[MOOC] Apollo Lesson 3: Localization
This is my note for lesson 3 of MOOC course: Self-Driving Fundamentals - Featuring Apollo. Content: How the vehicle localizes itself with a single-digit-centimeter-level accuracy.
Localization methods in Apollo
- The RTK (Real Time Kinematic) based method which incorporates GPS and IMU (Inertial Measurement Unit) information.
- The multi-sensor fusion method which incorporates GPS, IMU, and LiDAR information.
Inertial navigation
Global Navigation Satellite System (GNSS)
Global Navigation Satellite System (GNSS) refers to a constellation of satellites providing signals from space that transmit positioning and timing data to GNSS receivers. The receivers then use this data to determine location. Global Positioning System (GPS) is a kind of GNSS.
Properties:
- Accurate with RTK
- Poor performance in urban area and canyons
- Low frequency update (~10Hz) ➝ Too slow for realtime positioning on SDC.
Inertial Measurement Unit (IMU)
On Wikipedia: An inertial measurement unit (IMU) is an electronic device that measures and reports a body's specific force, angular rate, and sometimes the orientation of the body, using a combination of accelerometers, gyroscopes, and sometimes magnetometers.
Components of IMU:
- Accelerometer: measures velocity and acceleration
- Gyroscope: measures rotation and rotational rate
- Magnetometer: establishes cardinal direction (directional heading)

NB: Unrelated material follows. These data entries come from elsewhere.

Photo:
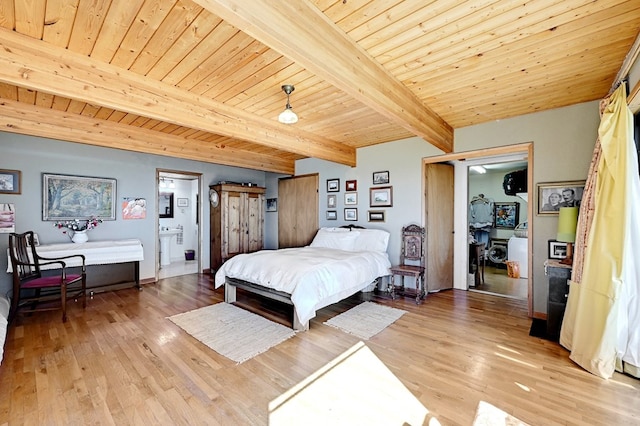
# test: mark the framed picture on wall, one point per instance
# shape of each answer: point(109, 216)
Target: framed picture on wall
point(333, 185)
point(350, 198)
point(376, 215)
point(381, 196)
point(557, 250)
point(380, 178)
point(351, 214)
point(66, 197)
point(272, 204)
point(10, 181)
point(553, 195)
point(506, 215)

Disadvantage: The IMU's motion error increase with time.
GPS + IMU
We can combine GPS + IMU to localize the car. On one hand, IMU compensates for the low update frequency of GPS. On the other hand, GPS corrects the IMU's motion errors.
LiDAR Localization
With LiDAR, we can localize a car by means of point cloud matching. This method continuously matches the detected data from LiDAR sensors with the preexisting HD map. ➝ Require constantly updated HD map ➝ Very difficult.
Visual localization
Can we use images from cameras to localize the car?
Yes, but using only camera is hard. We often combine images with other sensor signals.
Particle Filter: We use particles or points on the map to estimate our most likely location.
Apollo Localization
Apollo localization using input from multiple sources and use Kalman Filter for sensor fusion.
Sensor fusion for localization
Kidnapped Vehicle
TODO: Try Kidnapped Vehicle Project.